Engaging children as “agents of change” for the environment should be based on a consideration of structural and relational dimensions of environmental knowledge transmission

Walker, C. . (2017). Tomorrow’s leaders and today’s agents of change? Children, sustainability education and environmental governance. Children & Society, 31, 72-83. https://doi.org/http://dx.doi.org/10.1111/chso.12192

The focus of this review is on Education for Sustainable Development (ESD) and its call to engage children as “agents of change” in their households, schools, and communities. ESD is about helping students learn the values, behaviors, and lifestyles consistent with a sustainable future and engaging them in positive societal transformation. Public policies and initiatives framed around this idea asks children to carry environmental concerns from educational settings into other aspects of their everyday lives and to influence the environmental practices of people around them. While there are criticisms to this dominant model of ESD, there aren't many scholarly investigations into how children respond to ESD-related messages. Studies that have been done tend to rely on short-term experimental data and are limited in the extent to which they can address the complexities involved in family members' long-term attempts to act on environmental knowledge.

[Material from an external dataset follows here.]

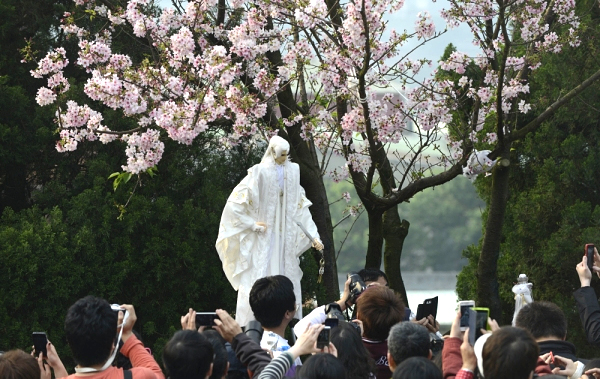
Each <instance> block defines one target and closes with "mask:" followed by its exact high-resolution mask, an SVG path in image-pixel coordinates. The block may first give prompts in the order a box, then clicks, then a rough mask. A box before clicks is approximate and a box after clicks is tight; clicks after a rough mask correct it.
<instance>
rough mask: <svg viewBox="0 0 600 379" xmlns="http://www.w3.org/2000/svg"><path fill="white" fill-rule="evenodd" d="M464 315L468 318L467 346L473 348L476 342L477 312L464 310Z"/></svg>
mask: <svg viewBox="0 0 600 379" xmlns="http://www.w3.org/2000/svg"><path fill="white" fill-rule="evenodd" d="M465 313H466V314H467V315H468V317H469V326H468V328H469V344H470V345H471V346H475V341H476V340H477V312H476V311H474V310H473V308H466V309H465Z"/></svg>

Some of the complexities involved in expecting children to act as “agents of change” in their families include the extent to which parents acknowledge their children as 'experts' and their willingness to enter into dialogue with their children about related environmental concerns. Parents' level of preexisting concern and their knowledge about environmental problems also influence how they relate to their children as “agents of change” for the environment. “Generational ordering” – where parents rather than children – enforce behaviors in the home is another factor influencing the extent to which children can transform household practices. The author's own research identified additional factors related to a range of socioeconomic contexts. In households where resources were already limited, environmental practices tended to be based on the availability of resources, and messages about voluntary reductions in consumption are less relevant.

After a brief discussion on how children's agency and interdependence relate to the research on ESD, the author suggests several areas of research that might inform the design of “socially sensitive” sustainability education. A “socially sensitive” approach would include attention to the structural and relational dimensions of environmental knowledge transmission.